Pakistan's first big-budget action film
The Islamabad premiere of the much anticipated film Waar was a rare night of celebrity and glamour in the Pakistani capital.
The red carpet was littered with big-name stars, well-known politicians and fashionable socialites.
Waar – which means "to strike" in Urdu - is the country's first big-budget action film.
It's based on the real-life events following a 2009 attack on a top police academy by the Taliban.
The multi-million-dollar film is one of at least 21 feature-length film releases this year and is widely seen as part of a revival of Pakistan's struggling film-making industry.
Pakistani cinema, known as Lollywood, after the eastern city of Lahore where it was historically based, has steadily declined since the late 1970s.
It was during that time the then military ruler, General Zia ul-Haq, launched an Islamisation agenda that introduced a rigid censorship code, all but ending what has been described as the "golden era" of the industry.
Back then more than 200 Pakistani films were made annually, today it is less than one-fifth of that.
Adding to the challenges, from a peak of 700 cinemas operating across the country, that number is now just under 200.
Shaan Shahid, lead actor of Waar, says the film has the potential to dramatically change the industry which has struggled for decades.
"I really feel that with the release of Waar, the Pakistani film industry has arrived. We've received a lot of support making this movie and I think it will inspire young filmmakers to come out and make their own movies," he said.
Waar is one of around two dozen Pakistani film releases this year - including Zinda Bhaag - the country's first entry to the Academy Awards' foreign-language category in 50 years.
Many see this as an encouraging sign that the industry has turned a corner. But one of the main challenges facing Pakistani film-makers is being able to raise enough money to fund their projects.

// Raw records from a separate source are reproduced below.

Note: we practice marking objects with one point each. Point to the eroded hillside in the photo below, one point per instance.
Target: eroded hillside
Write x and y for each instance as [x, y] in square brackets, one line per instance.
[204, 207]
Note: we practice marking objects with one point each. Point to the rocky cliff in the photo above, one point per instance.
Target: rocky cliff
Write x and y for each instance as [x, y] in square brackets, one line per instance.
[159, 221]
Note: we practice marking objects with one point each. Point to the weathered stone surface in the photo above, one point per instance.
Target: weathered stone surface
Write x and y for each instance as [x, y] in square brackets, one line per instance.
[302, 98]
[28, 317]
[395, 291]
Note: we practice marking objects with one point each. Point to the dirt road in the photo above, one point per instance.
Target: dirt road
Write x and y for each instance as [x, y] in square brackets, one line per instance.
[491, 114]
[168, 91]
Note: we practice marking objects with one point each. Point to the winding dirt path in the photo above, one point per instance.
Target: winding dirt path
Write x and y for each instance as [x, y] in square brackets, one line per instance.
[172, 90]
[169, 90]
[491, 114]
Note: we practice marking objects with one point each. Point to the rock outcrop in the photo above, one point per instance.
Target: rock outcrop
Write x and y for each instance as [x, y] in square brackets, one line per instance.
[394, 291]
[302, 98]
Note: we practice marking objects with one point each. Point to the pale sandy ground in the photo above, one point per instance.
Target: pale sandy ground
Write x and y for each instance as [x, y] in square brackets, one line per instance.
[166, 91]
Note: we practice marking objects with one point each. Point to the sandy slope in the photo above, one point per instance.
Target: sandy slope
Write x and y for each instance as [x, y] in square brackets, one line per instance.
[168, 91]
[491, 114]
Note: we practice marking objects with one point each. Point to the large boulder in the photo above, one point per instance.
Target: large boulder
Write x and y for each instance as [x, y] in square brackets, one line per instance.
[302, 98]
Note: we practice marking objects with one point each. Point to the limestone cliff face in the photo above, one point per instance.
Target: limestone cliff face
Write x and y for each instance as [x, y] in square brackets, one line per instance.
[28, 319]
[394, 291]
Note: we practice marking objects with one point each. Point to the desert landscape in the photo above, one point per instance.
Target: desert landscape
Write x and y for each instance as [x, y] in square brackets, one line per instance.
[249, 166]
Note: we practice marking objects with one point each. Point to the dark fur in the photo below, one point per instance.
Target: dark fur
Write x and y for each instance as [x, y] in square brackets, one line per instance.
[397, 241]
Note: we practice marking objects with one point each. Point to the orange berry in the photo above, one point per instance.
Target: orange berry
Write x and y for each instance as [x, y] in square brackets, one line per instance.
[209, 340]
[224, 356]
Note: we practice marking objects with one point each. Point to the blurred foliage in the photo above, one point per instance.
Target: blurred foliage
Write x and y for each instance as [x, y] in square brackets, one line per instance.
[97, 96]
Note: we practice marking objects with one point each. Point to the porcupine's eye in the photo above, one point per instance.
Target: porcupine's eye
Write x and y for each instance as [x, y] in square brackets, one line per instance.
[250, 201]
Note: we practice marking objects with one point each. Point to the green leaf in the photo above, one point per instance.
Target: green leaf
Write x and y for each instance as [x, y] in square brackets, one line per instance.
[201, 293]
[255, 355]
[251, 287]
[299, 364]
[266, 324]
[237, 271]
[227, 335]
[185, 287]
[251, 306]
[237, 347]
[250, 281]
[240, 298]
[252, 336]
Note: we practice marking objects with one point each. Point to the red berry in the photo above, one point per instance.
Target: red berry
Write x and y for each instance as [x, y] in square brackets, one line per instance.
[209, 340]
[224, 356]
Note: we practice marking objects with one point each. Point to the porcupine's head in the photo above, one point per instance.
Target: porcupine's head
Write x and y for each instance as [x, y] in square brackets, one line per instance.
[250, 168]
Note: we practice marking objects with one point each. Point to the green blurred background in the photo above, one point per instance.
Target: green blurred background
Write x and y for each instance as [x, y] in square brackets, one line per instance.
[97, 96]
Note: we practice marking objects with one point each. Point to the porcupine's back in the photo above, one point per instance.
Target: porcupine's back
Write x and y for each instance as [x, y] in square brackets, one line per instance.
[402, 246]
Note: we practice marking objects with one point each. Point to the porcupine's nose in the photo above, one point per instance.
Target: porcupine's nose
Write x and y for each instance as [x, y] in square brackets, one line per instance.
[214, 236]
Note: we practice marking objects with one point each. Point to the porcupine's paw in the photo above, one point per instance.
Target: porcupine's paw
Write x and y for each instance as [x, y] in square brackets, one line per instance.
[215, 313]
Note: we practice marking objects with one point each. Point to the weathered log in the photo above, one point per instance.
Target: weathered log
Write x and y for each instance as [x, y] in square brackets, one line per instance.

Film-making is expensive, and with audiences mainly limited to a handful of major cities, it is not always easy to turn a profit.
Iram Praveen Bilal, a Pakistani film-maker, believes it will take at least four to five years before the film industry becomes lucrative to investors.
"In India, if you are investing, you can recoup the money on opening weekend for certain budgets. You can't say that about Pakistan cinema. You need a certain film of a certain budget of a genre that you know that the public will watch."
It is a gamble the makers of Waar are no doubt hoping will pay off with record box-office receipts.